J'aimerais tant vous parler de notre Terre

Elle tourne parfois si mal, tant de guerres

Mon chagrin vous fait pleurer, pourquoi tuer

Pour une gloire qui n'a aucune valeur sensée.

                                                                                   

Je ne supporte pas non plus la misère

Tous ces gens sans abris, je suis en colère

Vous Dieu, vous ne la supportez pas non plus

Que faire contre les capitaux qui nous tuent!
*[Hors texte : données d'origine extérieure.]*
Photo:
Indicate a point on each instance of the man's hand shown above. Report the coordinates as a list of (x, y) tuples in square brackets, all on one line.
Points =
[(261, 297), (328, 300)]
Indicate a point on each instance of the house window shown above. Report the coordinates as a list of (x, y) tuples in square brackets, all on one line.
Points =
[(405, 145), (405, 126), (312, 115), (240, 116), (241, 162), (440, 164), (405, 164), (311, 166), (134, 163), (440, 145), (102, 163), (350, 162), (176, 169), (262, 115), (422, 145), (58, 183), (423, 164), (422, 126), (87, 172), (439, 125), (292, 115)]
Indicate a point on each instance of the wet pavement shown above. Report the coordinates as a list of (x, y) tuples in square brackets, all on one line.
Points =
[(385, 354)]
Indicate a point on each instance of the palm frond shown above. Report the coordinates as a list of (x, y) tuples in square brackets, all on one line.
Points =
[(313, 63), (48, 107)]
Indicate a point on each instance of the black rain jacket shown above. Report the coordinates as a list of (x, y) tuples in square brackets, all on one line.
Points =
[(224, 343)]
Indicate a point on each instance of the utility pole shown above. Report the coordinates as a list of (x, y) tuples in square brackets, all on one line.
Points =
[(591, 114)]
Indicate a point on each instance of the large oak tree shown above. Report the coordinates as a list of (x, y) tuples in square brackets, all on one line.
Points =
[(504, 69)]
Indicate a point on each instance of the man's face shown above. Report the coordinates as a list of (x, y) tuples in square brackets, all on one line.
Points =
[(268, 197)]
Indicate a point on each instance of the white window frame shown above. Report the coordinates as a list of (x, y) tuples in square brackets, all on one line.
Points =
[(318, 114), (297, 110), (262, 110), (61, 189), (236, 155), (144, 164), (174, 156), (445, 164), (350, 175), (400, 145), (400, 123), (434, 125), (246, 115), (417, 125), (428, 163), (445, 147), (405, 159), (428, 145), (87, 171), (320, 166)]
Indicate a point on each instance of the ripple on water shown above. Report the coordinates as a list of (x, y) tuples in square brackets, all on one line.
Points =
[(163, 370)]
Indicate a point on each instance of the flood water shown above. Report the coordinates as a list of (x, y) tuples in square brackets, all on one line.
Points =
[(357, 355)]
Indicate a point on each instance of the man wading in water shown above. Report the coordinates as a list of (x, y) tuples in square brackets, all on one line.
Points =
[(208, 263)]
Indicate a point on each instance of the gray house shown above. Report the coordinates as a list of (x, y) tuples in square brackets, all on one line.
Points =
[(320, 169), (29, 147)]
                                                                                    

J'aimerais tant partir sur une planète sage

Où on ne parlerait pas de haine, de saccages

Les humains ont oublié Dieu, il se plaint, pitié

Que nous n'aimons plus ce qu'il nous a donné.

                                                                                    

Nos envies s'envolent vers des Amériques folles

Nous ne pensons plus qu'à vouloir notre auréole

Au détriment des malheureux, il ne faut pas voler

Leur maigre revenu, je suis en colère sur la société.

                                                                                             

Dieu n'a pas pu guérir des camps de concentration

Il ne supporte plus les envies de jouer au cornichon

Quand tant de morts lui parlent des tortures d'Hitler

Cependant la Yougoslavie a osé, Dieu est si amer.

                                                                                           

Les leçons de l'histoire n'ont pas éclairé nos esprits

Nous répétons toujours les mêmes erreurs sans soucis

L'humanité cherche toujours à crucifier le Sauveur

Et je rêve de vous parler, Dieu, de l'humanité sans coeur.

Duhamel Christine.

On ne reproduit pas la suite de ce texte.